There isn’t really anything I could do with an iPad that I cannot do with my iPhone. The iPad has a bigger screen, but the actual resolution isn’t that much more than my iPhone 4 with its “Retina Display”. The biggest difference is that my iPhone fits in my pocket, and I don’t have to think about it. It is always with me.

If you have a laptop and a smartphone, and perhaps good syncing / web services between the two, I cannot really see the value an iPad / tablet has. I don’t think it’s going to add much. It’s just another device that you have to carry around, needs to be charged, kept in sync, etc.

If you have a desktop computer and a basic mobile phone (or even a smartphone), then yes, maybe a tablet / iPad can add something, especially if it had 3G connectivity for when you were out an about.

If you don’t have anything – perhaps just a basic mobile phone – and the tablet / iPad was your only computer, and you just wanted to use it for email, web browsing, Facebook, games, etc. – then I can see a lot of value in them. My Mum would be much more comfortable using an iPad than a standard laptop, for example. That could be a big market going forward, similarly with education.

However, at the moment you still need another, ‘proper’, computer to set up an iPad. I think this is a massive oversight by Apple. It’s still acting as a computer peripheral, which is ridiculous really. Maybe Apple will realise this and change it for the next model.

Profile photo of fat sam
Member

Tablets – Laptops For Dummies.

But I mean that in a nice way.
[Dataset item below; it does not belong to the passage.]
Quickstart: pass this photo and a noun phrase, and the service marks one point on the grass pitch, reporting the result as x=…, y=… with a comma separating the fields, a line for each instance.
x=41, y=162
For too long simple applications on laptops have been hidden away in software applications geared around people who need a basic grasp of IT. Too much emphasis has been placed on the software and not on its purpose. Who has time for that? How many people would buy a TV if you needed a basic grasp of electronics to use one?

Tablets (and smartphones) finally bring the usefulness of laptops to the fore leaving their complexities, rightfully, to the world of geeks.

Member
Charles F Hutchings says:
30 November 2010

I being a Dummie, would like to know that, if you purchase a tablet, do you have to pay to use it on i.e
web browsing or gaming etc..?

Profile photo of Al Warman
Member

Hi Charles, If you’re using a tablet to access the internet over a wireless (wi-fi) network at home then you won’t be charged for the data you download. However as tablets are essentially large smartphones, many of them also work on 3G mobile phone data networks. For this you’ll need to pay for a Sim card, and like for mobile phones, pay on either a contract or pay-as-you-go basis for the data you use.

Once you’ve downloaded games, ebooks, music or video, however, you won’t need to be connected to the internet to use them on your tablet.

There’s a lot more detail in my Tablet Buyers’ Guide if you’d like to find out more.